Why the Other Options Are Wrong

  • B. Reduce the heparin infusion rate by 50% and recheck the aPTT in 1 hour. Inadequate and unsafe. With active bleeding and a very high aPTT, simply reducing the rate allows continued anticoagulation and ongoing risk. The correct first step is to stop the infusion.
  • C. Continue the heparin infusion and apply firm pressure to the nose and IV site. This treats a symptom but ignores the cause. Local pressure may slow bleeding, but maintaining the infusion increases the chance of serious hemorrhage (GI, intracranial). Not the priority.
  • D. Administer vitamin K as an antidote for heparin and continue to monitor. Vitamin K reverses warfarin, not heparin. The antidote for heparin is protamine sulfate. Giving vitamin K will not correct heparin-induced anticoagulation.

Key Takeaways

  • Unfractionated heparin is monitored with aPTT; target is typically 1.5–2.5 times baseline (often 60–80 seconds, facility-specific).
  • Active bleeding with a critically high aPTT requires immediate cessation of the heparin infusion.
  • Protamine sulfate reverses heparin; vitamin K reverses warfarin.
  • Assess for overt and occult bleeding and trend vitals for hemorrhagic instability.
  • Avoid new invasive procedures until anticoagulation is corrected.

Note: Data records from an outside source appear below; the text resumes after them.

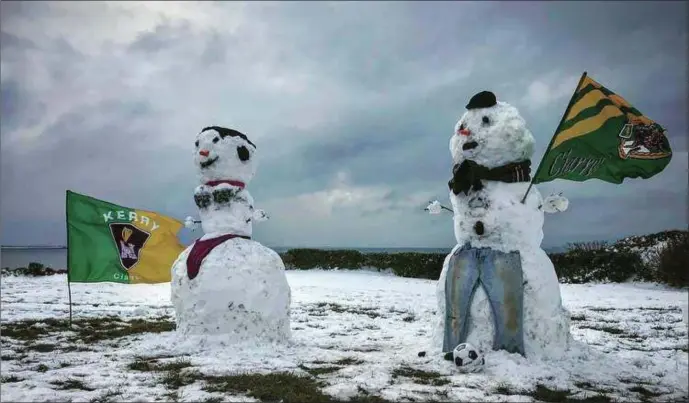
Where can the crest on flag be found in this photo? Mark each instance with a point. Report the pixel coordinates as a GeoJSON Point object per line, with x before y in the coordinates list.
{"type": "Point", "coordinates": [640, 140]}
{"type": "Point", "coordinates": [129, 240]}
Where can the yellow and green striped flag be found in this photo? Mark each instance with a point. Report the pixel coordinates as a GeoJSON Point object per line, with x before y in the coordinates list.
{"type": "Point", "coordinates": [111, 243]}
{"type": "Point", "coordinates": [602, 136]}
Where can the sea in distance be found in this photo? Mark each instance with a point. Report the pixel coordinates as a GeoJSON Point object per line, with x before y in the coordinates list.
{"type": "Point", "coordinates": [56, 257]}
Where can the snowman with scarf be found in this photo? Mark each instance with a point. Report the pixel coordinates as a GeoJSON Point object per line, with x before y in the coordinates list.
{"type": "Point", "coordinates": [225, 283]}
{"type": "Point", "coordinates": [498, 289]}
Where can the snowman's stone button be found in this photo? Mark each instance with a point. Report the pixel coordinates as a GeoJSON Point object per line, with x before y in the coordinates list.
{"type": "Point", "coordinates": [479, 228]}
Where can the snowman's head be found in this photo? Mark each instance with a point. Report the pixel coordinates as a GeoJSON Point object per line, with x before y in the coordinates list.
{"type": "Point", "coordinates": [222, 154]}
{"type": "Point", "coordinates": [491, 133]}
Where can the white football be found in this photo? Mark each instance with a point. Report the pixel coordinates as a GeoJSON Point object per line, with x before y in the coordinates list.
{"type": "Point", "coordinates": [434, 207]}
{"type": "Point", "coordinates": [190, 223]}
{"type": "Point", "coordinates": [555, 203]}
{"type": "Point", "coordinates": [468, 358]}
{"type": "Point", "coordinates": [260, 215]}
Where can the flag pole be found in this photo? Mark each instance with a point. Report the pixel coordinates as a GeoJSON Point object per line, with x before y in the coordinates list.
{"type": "Point", "coordinates": [69, 288]}
{"type": "Point", "coordinates": [564, 116]}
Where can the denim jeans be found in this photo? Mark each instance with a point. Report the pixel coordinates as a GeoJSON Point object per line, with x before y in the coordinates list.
{"type": "Point", "coordinates": [500, 275]}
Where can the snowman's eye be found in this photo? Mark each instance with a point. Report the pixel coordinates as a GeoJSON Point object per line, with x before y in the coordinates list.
{"type": "Point", "coordinates": [243, 153]}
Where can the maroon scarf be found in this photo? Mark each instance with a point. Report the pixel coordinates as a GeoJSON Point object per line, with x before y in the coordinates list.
{"type": "Point", "coordinates": [201, 249]}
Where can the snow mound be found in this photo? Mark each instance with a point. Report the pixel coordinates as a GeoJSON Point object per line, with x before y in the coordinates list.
{"type": "Point", "coordinates": [241, 292]}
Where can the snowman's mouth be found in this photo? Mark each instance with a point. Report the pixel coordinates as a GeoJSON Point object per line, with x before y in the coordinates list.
{"type": "Point", "coordinates": [469, 146]}
{"type": "Point", "coordinates": [207, 163]}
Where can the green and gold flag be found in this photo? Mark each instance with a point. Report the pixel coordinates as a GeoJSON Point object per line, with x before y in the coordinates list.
{"type": "Point", "coordinates": [602, 136]}
{"type": "Point", "coordinates": [111, 243]}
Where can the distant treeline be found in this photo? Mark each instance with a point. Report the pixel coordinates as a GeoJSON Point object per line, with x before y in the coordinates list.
{"type": "Point", "coordinates": [661, 257]}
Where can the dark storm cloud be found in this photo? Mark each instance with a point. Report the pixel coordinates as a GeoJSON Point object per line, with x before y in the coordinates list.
{"type": "Point", "coordinates": [351, 104]}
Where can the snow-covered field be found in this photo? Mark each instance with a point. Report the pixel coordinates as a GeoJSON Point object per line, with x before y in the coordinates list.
{"type": "Point", "coordinates": [356, 334]}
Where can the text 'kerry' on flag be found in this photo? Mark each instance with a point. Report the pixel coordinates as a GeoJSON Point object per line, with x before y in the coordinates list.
{"type": "Point", "coordinates": [602, 136]}
{"type": "Point", "coordinates": [107, 242]}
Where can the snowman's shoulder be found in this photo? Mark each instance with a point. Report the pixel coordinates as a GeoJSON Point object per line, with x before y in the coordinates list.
{"type": "Point", "coordinates": [250, 251]}
{"type": "Point", "coordinates": [183, 255]}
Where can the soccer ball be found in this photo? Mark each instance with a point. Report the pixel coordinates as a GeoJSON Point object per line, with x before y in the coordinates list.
{"type": "Point", "coordinates": [468, 358]}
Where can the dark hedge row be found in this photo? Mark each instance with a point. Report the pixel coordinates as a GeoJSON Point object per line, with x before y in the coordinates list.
{"type": "Point", "coordinates": [574, 266]}
{"type": "Point", "coordinates": [582, 263]}
{"type": "Point", "coordinates": [404, 264]}
{"type": "Point", "coordinates": [34, 269]}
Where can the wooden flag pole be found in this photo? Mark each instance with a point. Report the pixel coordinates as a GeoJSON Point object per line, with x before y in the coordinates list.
{"type": "Point", "coordinates": [552, 140]}
{"type": "Point", "coordinates": [69, 288]}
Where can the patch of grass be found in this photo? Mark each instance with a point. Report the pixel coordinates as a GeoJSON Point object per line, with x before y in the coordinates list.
{"type": "Point", "coordinates": [348, 361]}
{"type": "Point", "coordinates": [645, 393]}
{"type": "Point", "coordinates": [420, 376]}
{"type": "Point", "coordinates": [177, 378]}
{"type": "Point", "coordinates": [320, 370]}
{"type": "Point", "coordinates": [152, 364]}
{"type": "Point", "coordinates": [409, 318]}
{"type": "Point", "coordinates": [71, 384]}
{"type": "Point", "coordinates": [10, 379]}
{"type": "Point", "coordinates": [607, 329]}
{"type": "Point", "coordinates": [285, 387]}
{"type": "Point", "coordinates": [509, 390]}
{"type": "Point", "coordinates": [106, 396]}
{"type": "Point", "coordinates": [362, 349]}
{"type": "Point", "coordinates": [42, 347]}
{"type": "Point", "coordinates": [28, 330]}
{"type": "Point", "coordinates": [543, 393]}
{"type": "Point", "coordinates": [337, 308]}
{"type": "Point", "coordinates": [84, 331]}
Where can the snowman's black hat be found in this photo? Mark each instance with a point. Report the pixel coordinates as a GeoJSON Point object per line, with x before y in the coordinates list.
{"type": "Point", "coordinates": [484, 99]}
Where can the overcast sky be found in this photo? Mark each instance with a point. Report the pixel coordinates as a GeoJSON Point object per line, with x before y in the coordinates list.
{"type": "Point", "coordinates": [351, 105]}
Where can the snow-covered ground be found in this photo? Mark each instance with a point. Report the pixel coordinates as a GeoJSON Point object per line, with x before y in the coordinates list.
{"type": "Point", "coordinates": [357, 333]}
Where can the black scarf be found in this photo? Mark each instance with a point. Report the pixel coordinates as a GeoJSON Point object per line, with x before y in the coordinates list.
{"type": "Point", "coordinates": [467, 176]}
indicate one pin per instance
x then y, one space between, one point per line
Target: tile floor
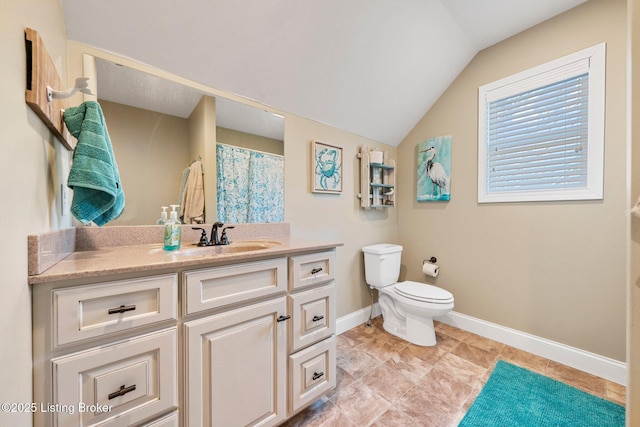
385 381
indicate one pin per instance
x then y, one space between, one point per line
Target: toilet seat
423 292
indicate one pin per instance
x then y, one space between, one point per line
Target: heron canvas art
434 169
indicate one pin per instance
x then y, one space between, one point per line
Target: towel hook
81 85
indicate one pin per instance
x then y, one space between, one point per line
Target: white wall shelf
377 181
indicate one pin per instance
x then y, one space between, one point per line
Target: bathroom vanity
131 335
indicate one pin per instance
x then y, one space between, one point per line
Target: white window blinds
538 139
541 132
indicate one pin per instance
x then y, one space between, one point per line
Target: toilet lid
424 292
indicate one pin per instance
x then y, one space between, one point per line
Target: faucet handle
224 240
203 237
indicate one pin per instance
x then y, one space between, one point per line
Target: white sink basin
233 247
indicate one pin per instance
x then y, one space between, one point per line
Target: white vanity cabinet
244 343
106 353
235 360
312 345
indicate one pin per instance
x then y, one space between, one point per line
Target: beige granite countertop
105 260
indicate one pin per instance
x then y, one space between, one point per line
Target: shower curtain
250 185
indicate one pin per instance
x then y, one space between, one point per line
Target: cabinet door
236 367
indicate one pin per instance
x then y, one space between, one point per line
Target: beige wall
32 165
552 269
633 304
334 217
250 141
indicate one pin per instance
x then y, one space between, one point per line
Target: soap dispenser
163 216
172 231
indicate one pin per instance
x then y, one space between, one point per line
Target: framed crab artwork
326 176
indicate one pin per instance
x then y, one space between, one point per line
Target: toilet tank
382 264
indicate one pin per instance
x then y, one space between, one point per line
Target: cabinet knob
123 390
121 309
283 318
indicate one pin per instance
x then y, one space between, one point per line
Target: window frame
594 59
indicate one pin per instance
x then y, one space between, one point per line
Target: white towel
192 203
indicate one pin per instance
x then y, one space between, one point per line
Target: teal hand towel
94 176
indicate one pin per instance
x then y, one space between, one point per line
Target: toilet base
417 330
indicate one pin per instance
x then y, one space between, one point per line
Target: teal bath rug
515 396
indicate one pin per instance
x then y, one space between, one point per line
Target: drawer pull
122 309
123 390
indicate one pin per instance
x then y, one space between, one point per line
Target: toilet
408 308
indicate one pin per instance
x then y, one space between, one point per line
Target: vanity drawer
312 372
221 286
120 384
311 270
91 311
313 316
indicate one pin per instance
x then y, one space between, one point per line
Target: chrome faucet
215 240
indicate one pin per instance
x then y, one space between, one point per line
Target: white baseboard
356 318
585 361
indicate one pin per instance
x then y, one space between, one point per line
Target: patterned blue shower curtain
250 185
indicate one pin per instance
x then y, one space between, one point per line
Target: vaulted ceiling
371 67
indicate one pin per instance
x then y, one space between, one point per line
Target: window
541 132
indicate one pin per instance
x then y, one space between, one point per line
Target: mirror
158 128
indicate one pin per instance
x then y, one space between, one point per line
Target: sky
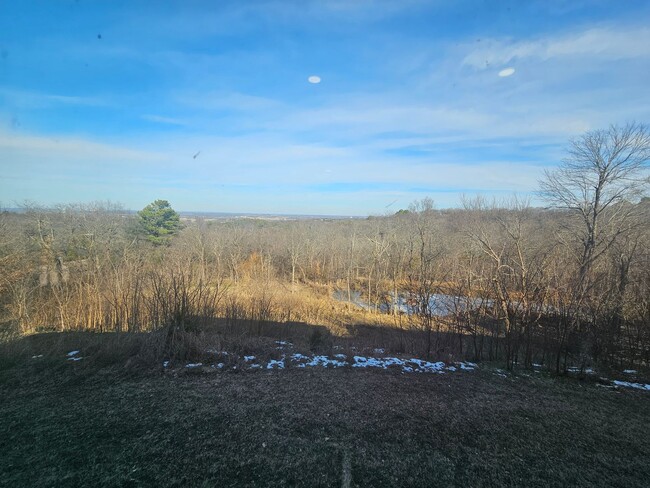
333 107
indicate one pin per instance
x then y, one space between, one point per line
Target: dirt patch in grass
74 427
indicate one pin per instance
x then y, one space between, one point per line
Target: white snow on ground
467 366
627 384
275 363
325 362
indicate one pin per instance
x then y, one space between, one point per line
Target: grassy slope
70 426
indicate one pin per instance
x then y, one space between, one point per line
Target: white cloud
163 120
604 43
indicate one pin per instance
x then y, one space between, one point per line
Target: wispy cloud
164 120
614 42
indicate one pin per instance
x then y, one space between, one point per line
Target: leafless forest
563 285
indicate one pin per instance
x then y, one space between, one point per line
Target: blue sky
208 104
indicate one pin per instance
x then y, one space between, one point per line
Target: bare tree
597 183
603 171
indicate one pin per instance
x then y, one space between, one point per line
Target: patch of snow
325 362
467 366
275 363
427 367
628 384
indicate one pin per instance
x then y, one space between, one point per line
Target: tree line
565 284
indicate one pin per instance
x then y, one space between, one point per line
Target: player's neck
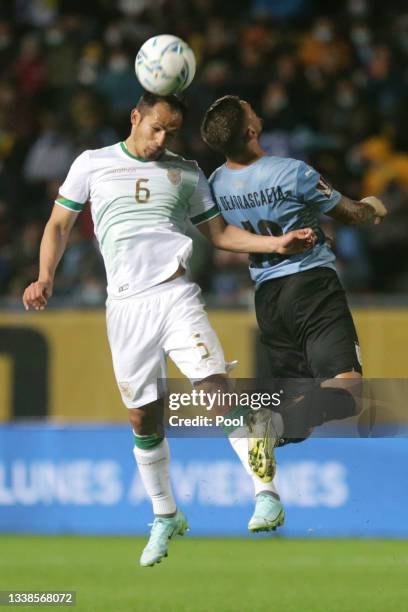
246 158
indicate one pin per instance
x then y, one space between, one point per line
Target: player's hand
36 295
380 210
296 241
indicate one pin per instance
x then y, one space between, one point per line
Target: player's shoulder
275 161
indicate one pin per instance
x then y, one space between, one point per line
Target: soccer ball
165 64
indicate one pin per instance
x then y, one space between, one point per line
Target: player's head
230 126
155 121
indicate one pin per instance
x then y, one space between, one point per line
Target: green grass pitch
211 575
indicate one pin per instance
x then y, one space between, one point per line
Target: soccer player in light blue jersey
301 308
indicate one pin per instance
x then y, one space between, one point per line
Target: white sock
153 466
240 446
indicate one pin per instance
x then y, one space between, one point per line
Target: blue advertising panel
79 479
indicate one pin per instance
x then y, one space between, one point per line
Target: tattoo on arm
351 212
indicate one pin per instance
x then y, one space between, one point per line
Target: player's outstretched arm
232 238
351 212
52 247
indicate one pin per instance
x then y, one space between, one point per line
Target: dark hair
223 125
148 100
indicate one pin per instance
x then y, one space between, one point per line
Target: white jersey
139 209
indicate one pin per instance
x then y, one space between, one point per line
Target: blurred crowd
331 83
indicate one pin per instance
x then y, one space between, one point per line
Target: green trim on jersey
75 206
206 216
126 150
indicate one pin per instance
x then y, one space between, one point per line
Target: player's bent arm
52 247
351 212
232 238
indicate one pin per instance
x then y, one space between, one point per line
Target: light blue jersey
275 195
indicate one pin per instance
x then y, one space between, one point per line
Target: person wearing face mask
141 197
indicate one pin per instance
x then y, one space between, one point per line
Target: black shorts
306 326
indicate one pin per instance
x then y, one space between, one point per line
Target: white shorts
167 320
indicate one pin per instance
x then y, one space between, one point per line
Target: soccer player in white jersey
141 195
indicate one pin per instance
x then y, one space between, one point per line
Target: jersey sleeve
202 206
74 192
313 189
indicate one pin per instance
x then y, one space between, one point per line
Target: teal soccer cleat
163 529
268 515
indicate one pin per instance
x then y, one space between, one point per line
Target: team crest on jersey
126 390
174 176
324 187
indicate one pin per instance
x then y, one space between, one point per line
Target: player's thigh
322 321
134 333
190 340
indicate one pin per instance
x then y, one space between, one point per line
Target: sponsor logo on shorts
174 176
126 390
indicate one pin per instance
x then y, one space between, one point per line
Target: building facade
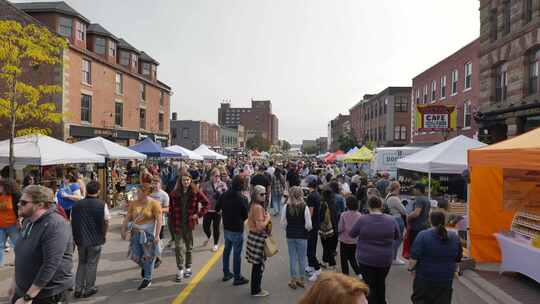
509 68
109 88
455 82
257 120
386 117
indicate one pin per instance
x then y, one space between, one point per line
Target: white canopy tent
186 153
109 149
206 153
42 150
449 157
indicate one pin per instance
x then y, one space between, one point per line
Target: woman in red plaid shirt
187 205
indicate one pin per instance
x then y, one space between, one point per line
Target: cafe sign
433 118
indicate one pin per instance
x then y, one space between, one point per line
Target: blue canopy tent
151 149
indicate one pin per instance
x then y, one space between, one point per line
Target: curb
488 292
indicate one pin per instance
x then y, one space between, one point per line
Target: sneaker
144 284
315 275
262 293
179 275
241 281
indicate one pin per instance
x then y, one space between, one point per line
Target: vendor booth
208 154
186 153
505 204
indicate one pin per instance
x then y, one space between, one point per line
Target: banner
435 118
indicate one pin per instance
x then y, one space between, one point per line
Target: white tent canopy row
109 149
206 153
42 150
186 153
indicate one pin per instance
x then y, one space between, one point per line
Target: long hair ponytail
438 221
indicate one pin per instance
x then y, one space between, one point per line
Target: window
401 104
467 114
528 10
455 78
100 45
112 48
81 31
119 114
533 71
507 12
493 25
501 82
119 83
142 90
142 118
468 75
443 87
124 58
65 27
433 90
86 108
145 68
160 121
86 71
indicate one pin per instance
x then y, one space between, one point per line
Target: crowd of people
310 201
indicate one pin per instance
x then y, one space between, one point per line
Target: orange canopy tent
487 214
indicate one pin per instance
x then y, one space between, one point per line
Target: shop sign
435 118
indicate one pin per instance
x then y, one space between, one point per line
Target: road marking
198 278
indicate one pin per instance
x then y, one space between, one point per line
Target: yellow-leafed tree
23 49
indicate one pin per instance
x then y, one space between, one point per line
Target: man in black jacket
89 222
235 211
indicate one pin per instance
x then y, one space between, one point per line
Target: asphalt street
118 278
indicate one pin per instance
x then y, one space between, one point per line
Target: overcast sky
312 58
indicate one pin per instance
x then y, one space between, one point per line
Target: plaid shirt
175 210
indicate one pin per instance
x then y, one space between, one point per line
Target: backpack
326 230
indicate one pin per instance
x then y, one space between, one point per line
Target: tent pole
429 185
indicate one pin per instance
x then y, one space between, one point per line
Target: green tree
23 49
258 142
346 141
285 145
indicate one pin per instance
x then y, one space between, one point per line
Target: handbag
270 247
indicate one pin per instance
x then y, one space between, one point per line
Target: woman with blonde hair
333 287
296 220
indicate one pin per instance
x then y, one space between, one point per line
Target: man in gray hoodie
43 256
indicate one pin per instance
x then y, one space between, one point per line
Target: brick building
191 134
257 120
336 127
454 81
385 118
509 68
109 88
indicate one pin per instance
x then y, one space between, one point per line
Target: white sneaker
315 275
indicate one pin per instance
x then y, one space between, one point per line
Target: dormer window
100 45
65 27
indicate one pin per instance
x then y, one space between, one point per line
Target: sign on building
435 118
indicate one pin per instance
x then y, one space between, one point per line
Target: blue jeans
13 234
233 241
297 257
144 254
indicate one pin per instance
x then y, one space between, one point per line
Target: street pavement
118 278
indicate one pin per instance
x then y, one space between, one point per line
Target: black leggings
212 220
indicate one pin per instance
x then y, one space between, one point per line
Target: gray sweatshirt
43 255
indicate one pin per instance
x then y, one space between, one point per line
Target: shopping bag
407 244
270 247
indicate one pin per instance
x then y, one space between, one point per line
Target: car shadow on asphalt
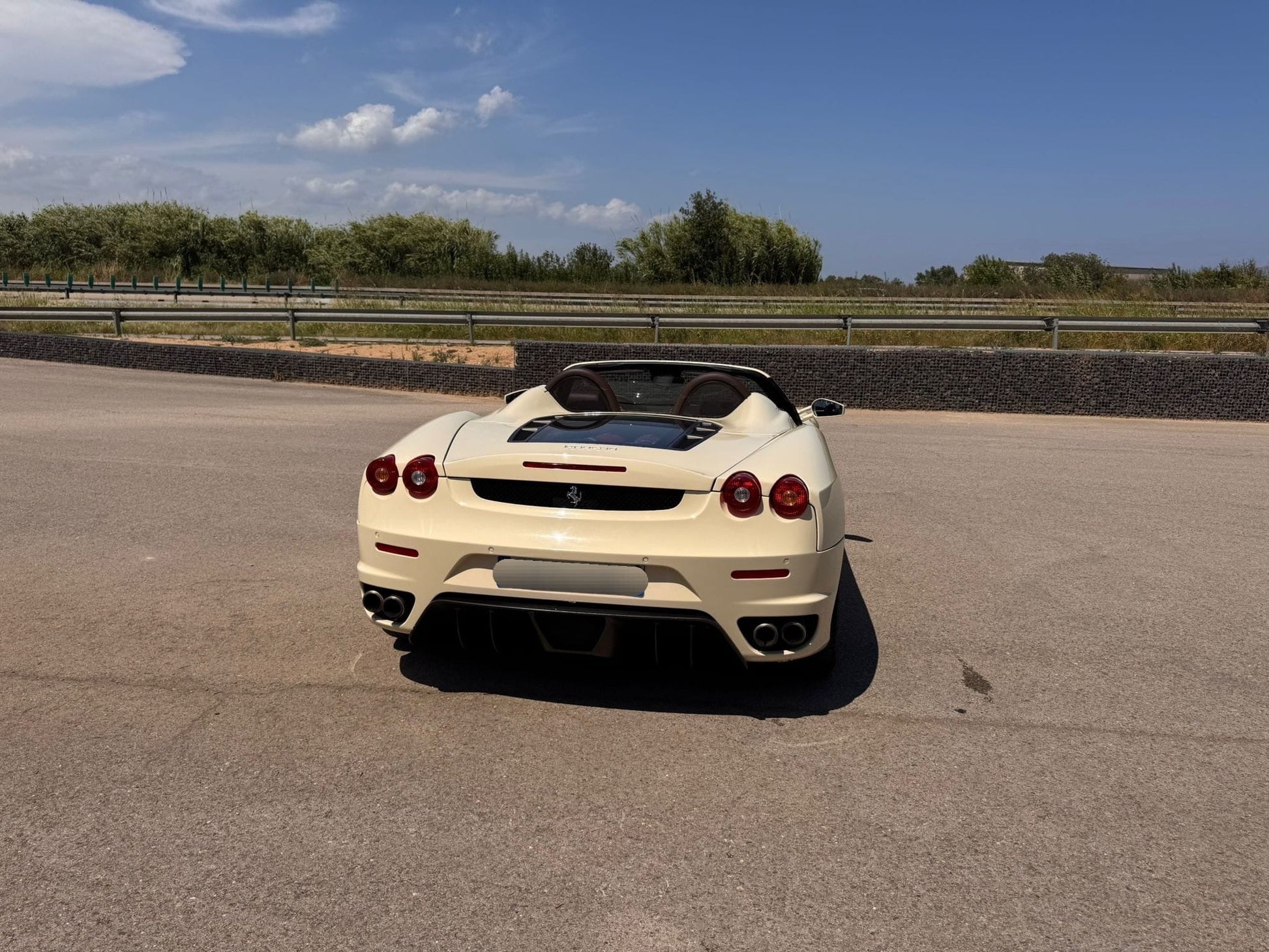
775 691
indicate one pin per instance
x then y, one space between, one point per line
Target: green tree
590 261
708 241
1074 272
989 272
940 275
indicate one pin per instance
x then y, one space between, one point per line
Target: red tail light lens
421 476
382 475
743 494
790 497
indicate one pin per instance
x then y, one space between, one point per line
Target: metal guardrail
288 293
654 323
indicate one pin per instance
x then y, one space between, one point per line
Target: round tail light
421 476
743 494
382 475
790 497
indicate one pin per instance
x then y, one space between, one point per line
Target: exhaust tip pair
391 607
767 636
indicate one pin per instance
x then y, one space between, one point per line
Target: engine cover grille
576 496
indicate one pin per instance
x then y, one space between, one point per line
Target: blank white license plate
580 578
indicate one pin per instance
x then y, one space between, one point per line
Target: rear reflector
574 466
402 550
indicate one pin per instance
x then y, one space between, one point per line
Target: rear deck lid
621 450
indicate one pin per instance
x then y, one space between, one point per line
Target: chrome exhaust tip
766 635
794 634
393 608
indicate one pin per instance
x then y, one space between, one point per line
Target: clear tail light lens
421 476
790 497
382 475
743 494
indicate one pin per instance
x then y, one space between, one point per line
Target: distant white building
1124 272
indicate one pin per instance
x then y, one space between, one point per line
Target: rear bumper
689 556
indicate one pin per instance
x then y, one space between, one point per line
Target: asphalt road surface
1050 732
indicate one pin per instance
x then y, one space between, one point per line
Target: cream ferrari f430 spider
659 509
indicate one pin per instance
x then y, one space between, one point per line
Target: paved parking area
1051 733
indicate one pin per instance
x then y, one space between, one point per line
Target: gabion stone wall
1098 383
261 364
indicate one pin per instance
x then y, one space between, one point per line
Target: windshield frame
767 386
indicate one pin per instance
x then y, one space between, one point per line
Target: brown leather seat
583 391
711 395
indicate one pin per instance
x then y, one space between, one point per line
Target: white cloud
602 216
224 14
475 44
494 102
10 156
57 45
372 126
324 188
424 123
480 201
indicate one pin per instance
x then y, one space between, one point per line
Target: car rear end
588 548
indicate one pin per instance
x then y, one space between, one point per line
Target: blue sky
900 134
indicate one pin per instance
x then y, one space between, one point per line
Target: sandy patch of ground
486 355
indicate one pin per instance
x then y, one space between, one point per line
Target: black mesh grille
576 496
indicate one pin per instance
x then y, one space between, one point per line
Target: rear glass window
654 390
625 430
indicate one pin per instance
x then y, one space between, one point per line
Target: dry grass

On-shift mini-checklist (heparin infusion):

  • Verify weight-based dose, concentration, and pump settings with a second nurse per policy.
  • Check baseline and scheduled aPTT, CBC (Hgb/Hct), and platelets.
  • Assess for bleeding each round: gums, nose, IV sites, urine, stool, bruising.
  • If aPTT is critically high or bleeding occurs: stop infusion, notify provider, prepare protamine, repeat labs, maintain IV access, and implement bleeding precautions.

Quick Practice Extension

  1. A patient on a heparin infusion has a new platelet count drop from 220,000 to 95,000 in 24 hours without obvious bleeding. What is your priority concern and first action?
  2. After administering protamine sulfate for heparin reversal, which labs and timing would you anticipate to evaluate effectiveness and guide next steps?